Hindustan Unilever CEO and MD Sanjiv Mehta wants to use data and technology to re-imagine HUL, which is India's largest FMCG company worth ₹50,336 crore.

The strategy, that has been in implementation for the past few years, is finally falling in place, says Mehta, with the setting up of a state-of-the-art artificial intelligence hub on its campus in Mumbai. “We are able to capture the trends from across the world in real-time. What is happening across the globe, what duration it will take to come here and who is adopting it, we have all the data. We convert that into mixes, we have a library of perfumes, we have 3D machines, which make prototypes and we also do testing virtually,” Mehta explains.

The AI hub, he says, has dramatically accelerated the company’s pace of innovations. In the past year, the company has launched an array of D2C brands such as Dove Baby, Love Beauty and Planet, Simple and Dermalogica. In fact, out of the ₹5,000 crore incremental growth in 2022, ₹900 crore came from such innovations.

The ‘Reimagine HUL’ project began six years ago when HUL brought on board a team of tech-savvy individuals to put together a strategy with data and technology at the core. “What used to be a historically linear value chain where you plan, source, make and deliver, we started creating ecosystems. There is a consumer ecosystem, a customer ecosystem and an operations ecosystem intertwined with data and technology,” he explains.

One of its earliest experiments with technology was the launch of Shikhar App, which enabled retailers to place their orders online. Mehta admits that before COVID, it was difficult to convince retailers to order their inventory through an app and Shikhar, in its early days, showed signs of failing. The retailer was too used to the company’s distributor salesman coming to the store to take orders and then delivering in a day or two. The pandemic helped change mindsets as the once tech-averse retailer had no option but to order through the app. App-based ordering has now become a habit and Shikhar, claims Mehta, is the most adapted app for retailers in the country. “We have a million outlets on Shikhar.”

The Shikhar app enables retailers to order their inventory any time during the day, therefore the company, says Mehta, had to rejig its supply chain and have a backup system, which would also deliver to the retailer as soon as the order was placed. “We would normally have a beat where the salesman would go to the retailer to collect the order and then we would deliver.” This has led to the setting up of Samadhan in the outskirts of Chennai, a completely automated and robotised fulfilment centre that fulfils orders the moment it is placed.

Mehta proudly says that the ‘Reimagine HUL’ exercise has been done indigenously. “The IP and the entire thinking rests with us and we have not taken the benefit of consultants. We have our own models like ‘Jarvis’, which enables you to optimise your spends (it could be distributor commission, trade support or media spends) based on machine learning. We have ‘Livewire’, which gives disparate information that you can access and slice and dice.”

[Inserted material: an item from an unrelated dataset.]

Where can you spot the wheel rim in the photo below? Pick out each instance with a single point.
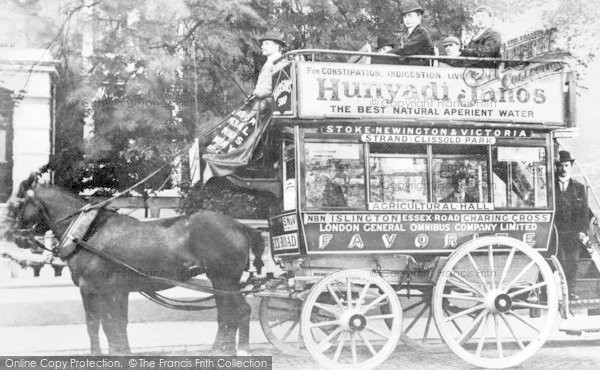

These data-driven technologies, says Mehta, have come in extremely handy to run the business under the ‘Winning In Many Indias’ (Wimi) framework, where the company has divided the Indian market into 15 clusters. For each cluster, it has a separate strategy and the execution model is also different. For instance, the blend of Red Label Tea in Punjab is different from that of UP, but it’s the same brand. Similarly, the formulation of Surf Excel is different in different parts depending on the hardness of the water. “How do you ask a brand manager to do 15 strategies for a brand, it would have been impossible if we hadn’t brought this tech infrastructure together,” he explains.

Technology, claims Mehta, has helped the company to reduce its fulfilment centres from 40 to 20 and that has helped to save costs. Technology has also helped to set up big multi-category factories for dealing with any strategy. “Our Dapada factory has been recognised as the lighthouse factory by the World Economic Forum for digitisation. We are adopting industry 4.0 principles.” Established in 2001, the Dapada site produces three million units per day for brands like Surf excel, Vim, Rin and Wheel. This site started its digital journey in 2018.